A set of six Yoga Joes (downward dog, child’s pose, meditation, cobra pose, headstand, and warrior 2) will sell for $20, and will come with a display case and a bamboo “yoga studio” mini-floor. Active duty and retired military will be able to buy Yoga Joes for half price. (Interestingly, yoga has a longstanding history of being used to treat PTSD in real soldiers. Organizations like Warriors at Ease, and Yoga Warriors have used the activity to mentally and spiritually heal distressed minds.)

Additionally, for a donation of $200, Dan will offer any custom yoga pose; as with Brogamats, he wants to see the community shape the future of his product. Just as he tells me this, the waiter interrupts our conversation, motioning to the army men splayed across the table. “Dude,” he says, with a head nod, “Are those…army men doing yoga? That’s badass.”

Rebranding Yoga

Yoga Joes are more than a quirky toy — they’re a philosophy, a major player in Dan’s quest to deconstruct the stereotypes of yoga. “Yoga is for everyone,” he says, “and the product is about getting people to do yoga who don’t normally do it. You mix two things that typically don’t go together.”
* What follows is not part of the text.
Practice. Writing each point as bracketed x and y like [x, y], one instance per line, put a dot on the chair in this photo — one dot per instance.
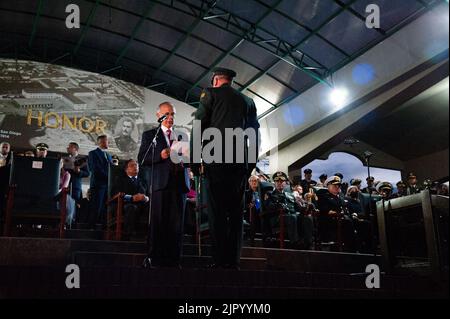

Army men and yoga, on a surface level, certainly fit the bill. The “tough guy” perception of the toy and the harmonious, peaceful perception of the activity don’t particularly seem to meld. But Dan sees things a bit differently. “The warrior and yoga coincide,” he argues. “There’s something very macho about being focused and disciplined.”

a man painting a bird

Like most inventors, Dan has become a part of his own invention. It’s a transformation that’s been both literal (over the course of his Kickstarter video, he slowly transforms into a life-size, shiny green Yoga Joe), and metaphorical.

From incubation to literally cradling his new-born resin prototypes, Dan has cared for his product for over a year. He’s toiled in toxic basements with heat guns, slogged through 3D modeling software, and risen at the crack of dawn to negotiate with overseas freelancers. Ultimately, through his creative pursuit, he’s straddled the divide between warrior and yogi: disciplined, focused, unrelenting. 

“I just wanted to make something tangible,” he says, gently laying a headstand Joe on its side, “something strong, real — something that lasts and survives.”